Extensive hydrolysis of whey protein isolate by Alcalase was shown to induce gelation mainly via hydrophobic interactions. The aim of this work was to characterize the peptides released in order to better understand this phenomenon. The apparent molecular mass distribution indicated that aggregates were formed by small molecular mass peptides (<2000 Da). One hundred and thirty peptides with various lengths were identified by reversed-phase high-performance liquid chromatography coupled with electrospray ionization mass spectrometry. Alcalase was observed to have a high specificity for aromatic (Phe, Trp, and Tyr), acidic (Glu), sulfur-containing (Met), aliphatic (Leu and Ala), hydroxyl (Ser), and basic (Lys) residues. Most peptides had an average hydrophobicity of 1-1.5 kcal/residue and a net charge of 0 at the pH at which gelation occurred (6.0). Therefore, an intermolecular attractive force such as hydrophobic interaction suggests the formation of aggregates that further leads to the formation of a gel.
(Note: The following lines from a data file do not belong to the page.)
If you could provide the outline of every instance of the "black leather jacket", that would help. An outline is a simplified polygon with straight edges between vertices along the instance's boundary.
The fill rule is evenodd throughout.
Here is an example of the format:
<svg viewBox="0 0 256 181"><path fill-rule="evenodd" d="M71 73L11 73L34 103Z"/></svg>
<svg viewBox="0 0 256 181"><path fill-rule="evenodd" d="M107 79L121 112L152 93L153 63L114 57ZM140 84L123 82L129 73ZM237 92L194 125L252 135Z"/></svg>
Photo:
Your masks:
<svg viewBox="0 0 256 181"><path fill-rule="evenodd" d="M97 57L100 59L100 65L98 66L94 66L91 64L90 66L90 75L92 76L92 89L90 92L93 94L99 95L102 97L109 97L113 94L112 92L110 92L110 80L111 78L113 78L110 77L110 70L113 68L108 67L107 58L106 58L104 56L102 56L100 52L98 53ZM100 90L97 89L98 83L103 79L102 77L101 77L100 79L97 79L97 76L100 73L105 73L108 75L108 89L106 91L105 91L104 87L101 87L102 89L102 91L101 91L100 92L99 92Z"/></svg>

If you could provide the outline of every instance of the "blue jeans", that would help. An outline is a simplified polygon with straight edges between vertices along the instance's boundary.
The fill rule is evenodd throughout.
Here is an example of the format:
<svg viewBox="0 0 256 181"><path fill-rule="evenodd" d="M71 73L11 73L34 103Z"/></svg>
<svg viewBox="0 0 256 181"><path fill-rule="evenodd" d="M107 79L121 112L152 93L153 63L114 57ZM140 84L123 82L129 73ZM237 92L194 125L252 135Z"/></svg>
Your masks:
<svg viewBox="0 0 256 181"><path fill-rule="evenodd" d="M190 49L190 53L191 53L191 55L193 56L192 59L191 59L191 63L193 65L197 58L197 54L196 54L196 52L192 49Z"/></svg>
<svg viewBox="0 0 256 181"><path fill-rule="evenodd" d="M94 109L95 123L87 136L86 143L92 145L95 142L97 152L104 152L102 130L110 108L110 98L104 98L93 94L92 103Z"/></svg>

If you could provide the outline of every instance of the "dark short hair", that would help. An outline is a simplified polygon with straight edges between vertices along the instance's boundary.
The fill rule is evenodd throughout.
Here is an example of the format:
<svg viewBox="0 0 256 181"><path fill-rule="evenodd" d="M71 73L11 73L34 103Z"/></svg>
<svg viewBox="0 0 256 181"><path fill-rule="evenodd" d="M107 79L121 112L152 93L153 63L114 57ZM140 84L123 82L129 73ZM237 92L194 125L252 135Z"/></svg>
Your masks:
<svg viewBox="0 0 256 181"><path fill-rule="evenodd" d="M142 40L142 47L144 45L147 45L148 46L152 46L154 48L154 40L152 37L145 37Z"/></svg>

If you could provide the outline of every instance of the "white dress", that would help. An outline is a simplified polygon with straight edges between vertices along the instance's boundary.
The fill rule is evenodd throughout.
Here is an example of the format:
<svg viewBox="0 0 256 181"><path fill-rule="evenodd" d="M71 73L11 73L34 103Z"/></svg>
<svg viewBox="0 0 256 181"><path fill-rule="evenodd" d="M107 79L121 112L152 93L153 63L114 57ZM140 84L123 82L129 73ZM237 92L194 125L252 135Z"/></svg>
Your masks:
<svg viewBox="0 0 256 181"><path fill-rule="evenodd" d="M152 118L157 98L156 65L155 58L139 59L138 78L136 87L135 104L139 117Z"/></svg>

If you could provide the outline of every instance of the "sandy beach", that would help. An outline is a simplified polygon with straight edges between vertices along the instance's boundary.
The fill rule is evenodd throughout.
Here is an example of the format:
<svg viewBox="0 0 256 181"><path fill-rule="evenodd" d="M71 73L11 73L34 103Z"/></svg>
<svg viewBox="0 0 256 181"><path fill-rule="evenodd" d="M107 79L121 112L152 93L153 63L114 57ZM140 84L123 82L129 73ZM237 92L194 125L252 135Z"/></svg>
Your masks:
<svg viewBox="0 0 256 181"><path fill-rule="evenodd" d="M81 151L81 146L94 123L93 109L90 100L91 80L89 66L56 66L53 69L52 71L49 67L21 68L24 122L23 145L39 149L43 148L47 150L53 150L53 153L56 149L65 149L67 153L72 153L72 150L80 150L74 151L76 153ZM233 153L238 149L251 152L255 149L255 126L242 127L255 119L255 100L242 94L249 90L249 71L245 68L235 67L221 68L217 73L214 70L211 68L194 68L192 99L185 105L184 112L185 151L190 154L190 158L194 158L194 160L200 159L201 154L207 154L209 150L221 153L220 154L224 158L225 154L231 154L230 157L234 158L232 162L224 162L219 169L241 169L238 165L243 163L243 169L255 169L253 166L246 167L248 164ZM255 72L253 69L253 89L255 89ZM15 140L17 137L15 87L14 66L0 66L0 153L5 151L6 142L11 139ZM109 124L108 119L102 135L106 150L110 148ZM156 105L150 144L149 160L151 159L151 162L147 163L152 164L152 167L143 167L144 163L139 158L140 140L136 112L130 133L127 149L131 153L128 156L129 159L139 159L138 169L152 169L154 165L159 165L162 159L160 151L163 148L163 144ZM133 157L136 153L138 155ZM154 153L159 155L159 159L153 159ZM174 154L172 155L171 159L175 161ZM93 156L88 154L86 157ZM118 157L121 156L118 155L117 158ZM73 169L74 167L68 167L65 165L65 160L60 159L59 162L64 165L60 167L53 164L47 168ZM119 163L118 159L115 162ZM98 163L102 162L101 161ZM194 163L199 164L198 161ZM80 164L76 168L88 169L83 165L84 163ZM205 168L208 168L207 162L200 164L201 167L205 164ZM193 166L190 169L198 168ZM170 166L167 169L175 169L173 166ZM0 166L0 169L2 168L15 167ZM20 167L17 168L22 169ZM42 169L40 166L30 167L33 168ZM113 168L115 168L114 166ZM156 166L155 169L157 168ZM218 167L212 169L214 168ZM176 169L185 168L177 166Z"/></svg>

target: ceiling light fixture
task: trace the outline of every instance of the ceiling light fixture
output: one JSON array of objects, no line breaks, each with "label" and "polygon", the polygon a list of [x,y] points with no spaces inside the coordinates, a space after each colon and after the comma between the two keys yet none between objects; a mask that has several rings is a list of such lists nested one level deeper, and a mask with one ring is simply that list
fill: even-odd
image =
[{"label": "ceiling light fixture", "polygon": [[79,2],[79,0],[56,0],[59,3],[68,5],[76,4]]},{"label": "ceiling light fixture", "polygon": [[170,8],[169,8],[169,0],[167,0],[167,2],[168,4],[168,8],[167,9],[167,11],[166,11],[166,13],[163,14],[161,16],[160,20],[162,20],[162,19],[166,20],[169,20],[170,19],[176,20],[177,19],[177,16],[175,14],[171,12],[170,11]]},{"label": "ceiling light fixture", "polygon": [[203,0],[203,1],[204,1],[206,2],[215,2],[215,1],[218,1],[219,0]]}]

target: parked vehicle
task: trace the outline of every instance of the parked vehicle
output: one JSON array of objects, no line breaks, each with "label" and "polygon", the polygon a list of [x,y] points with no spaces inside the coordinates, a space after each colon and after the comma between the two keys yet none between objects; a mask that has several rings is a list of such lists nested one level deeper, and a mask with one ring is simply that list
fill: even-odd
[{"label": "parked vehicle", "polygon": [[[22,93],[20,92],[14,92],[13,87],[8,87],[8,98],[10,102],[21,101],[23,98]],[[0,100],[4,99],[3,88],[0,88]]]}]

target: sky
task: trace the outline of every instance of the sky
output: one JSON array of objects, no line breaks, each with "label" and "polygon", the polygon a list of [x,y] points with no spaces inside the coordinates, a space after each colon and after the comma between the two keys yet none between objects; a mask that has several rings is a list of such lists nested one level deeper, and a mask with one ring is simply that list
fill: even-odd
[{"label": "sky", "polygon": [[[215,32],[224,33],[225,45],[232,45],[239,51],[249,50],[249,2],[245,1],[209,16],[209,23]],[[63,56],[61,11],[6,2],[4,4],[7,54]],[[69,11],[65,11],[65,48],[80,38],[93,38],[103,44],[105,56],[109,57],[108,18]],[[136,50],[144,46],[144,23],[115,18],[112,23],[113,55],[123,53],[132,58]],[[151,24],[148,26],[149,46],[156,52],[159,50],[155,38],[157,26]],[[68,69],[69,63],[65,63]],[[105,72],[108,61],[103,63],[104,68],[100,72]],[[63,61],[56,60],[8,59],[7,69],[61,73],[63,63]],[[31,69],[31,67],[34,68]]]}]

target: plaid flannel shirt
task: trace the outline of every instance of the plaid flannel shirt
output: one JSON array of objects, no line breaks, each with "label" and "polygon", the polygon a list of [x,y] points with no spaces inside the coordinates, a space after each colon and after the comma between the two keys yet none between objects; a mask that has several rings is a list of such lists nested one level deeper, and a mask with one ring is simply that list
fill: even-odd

研究表明,碱性蛋白酶对乳清分离蛋白的广泛水解主要通过疏水相互作用诱导凝胶化。这项工作的目的是对释放的肽进行表征,以便更好地理解这一现象。表观分子量分布表明,聚集体由小分子质量肽(<2000 Da)形成。通过反相高效液相色谱与电喷雾电离质谱联用鉴定了130种不同长度的肽。观察到碱性蛋白酶对芳香族(苯丙氨酸、色氨酸和酪氨酸)、酸性(谷氨酸)、含硫(甲硫氨酸)、脂肪族(亮氨酸和丙氨酸)、羟基(丝氨酸)和碱性(赖氨酸)残基具有高特异性。大多数肽在发生凝胶化的pH值(6.0)下平均疏水性为1-1.5千卡/残基,净电荷为0。因此,诸如疏水相互作用之类的分子间吸引力表明聚集体的形成,进而导致凝胶的形成。